Search code examples
pythonloopspython-2.6genetics

Python script to make basic file with chromosome information


I am trying to make some .bed files for genetic analysis. I am a python beginner. The files I want to make should be 3 columns, tab seperated, first column always the same (chromosome number) and 2nd and 3rd columns windows of size 200 starting at zero and ending at end of chromosome. Eg:

chr20 0 200
chr20 200 400
chr20 400 600
chr20 600 800
...

I have the size of the chromosome so at the moment I am trying to say 'while column 2 < (size of chrom) print line. I have a skeleton of a script but it is not quite working, due to my lack of experience. Here is what I have so far:

output = open('/homw/genotyping/wholegenome/Chr20.bed', 'rw') 

column2 = 0
column1 = 0
while column2 < 55268282:
    for line in output:
        column1 = column1 + 0
        column2 = column2 + 100

        print output >> "chr20" + '\t' + str(column1) + '\t' + str(column2)

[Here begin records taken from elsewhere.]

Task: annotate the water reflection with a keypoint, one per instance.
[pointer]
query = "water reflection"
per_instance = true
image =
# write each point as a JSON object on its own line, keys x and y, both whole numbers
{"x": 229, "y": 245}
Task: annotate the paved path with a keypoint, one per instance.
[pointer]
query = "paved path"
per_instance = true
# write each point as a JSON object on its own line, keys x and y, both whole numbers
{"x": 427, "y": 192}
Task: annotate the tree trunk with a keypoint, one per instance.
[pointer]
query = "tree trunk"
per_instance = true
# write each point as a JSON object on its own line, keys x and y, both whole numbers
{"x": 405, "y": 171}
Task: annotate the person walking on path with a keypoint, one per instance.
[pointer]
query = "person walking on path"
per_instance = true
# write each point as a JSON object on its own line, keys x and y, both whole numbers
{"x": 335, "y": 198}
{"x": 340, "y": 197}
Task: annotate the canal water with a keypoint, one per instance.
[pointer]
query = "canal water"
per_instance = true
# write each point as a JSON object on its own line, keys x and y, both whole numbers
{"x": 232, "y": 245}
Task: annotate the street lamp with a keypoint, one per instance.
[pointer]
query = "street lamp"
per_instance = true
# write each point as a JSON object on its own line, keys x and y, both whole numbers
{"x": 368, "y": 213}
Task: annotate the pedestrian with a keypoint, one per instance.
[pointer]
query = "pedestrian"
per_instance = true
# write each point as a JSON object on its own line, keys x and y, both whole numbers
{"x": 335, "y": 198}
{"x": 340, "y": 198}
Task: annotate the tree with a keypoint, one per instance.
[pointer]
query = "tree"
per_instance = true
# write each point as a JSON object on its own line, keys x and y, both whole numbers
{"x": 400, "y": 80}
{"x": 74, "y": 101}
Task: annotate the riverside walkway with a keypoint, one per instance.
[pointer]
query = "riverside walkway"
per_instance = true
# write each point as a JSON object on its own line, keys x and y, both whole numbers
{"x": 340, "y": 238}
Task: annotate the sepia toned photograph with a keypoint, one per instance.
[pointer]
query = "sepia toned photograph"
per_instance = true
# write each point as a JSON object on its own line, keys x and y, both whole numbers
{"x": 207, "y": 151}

If anyone can fix this simple script so that it does as I described, or writes a better solution that would be really appreciated. I considered making a script that could output all files for 20 chromosomes and chrX but as I need to specify the size of the chromosome I think I'll have to do each file separately.

Thanks in advance!


Solution

  • How about this:

    step = 200 # change values by this amount
    with open('Chr20.bed', 'w') as outfp:
       for val in range(0, 1000, step):  #increment by step, max value 1000
          outfp.write('{0}\t{1:d}\t{2:d}\n'.format('chr20', val, val+step))
    

    gives tab delimited output as requested

    chr20   0   200
    chr20   200 400
    chr20   400 600
    chr20   600 800
    chr20   800 1000
    

    Note: using with will automatically close the file for you when you are done, or an exception is encountered.

    This gives more information about the .format() function in case you are curious.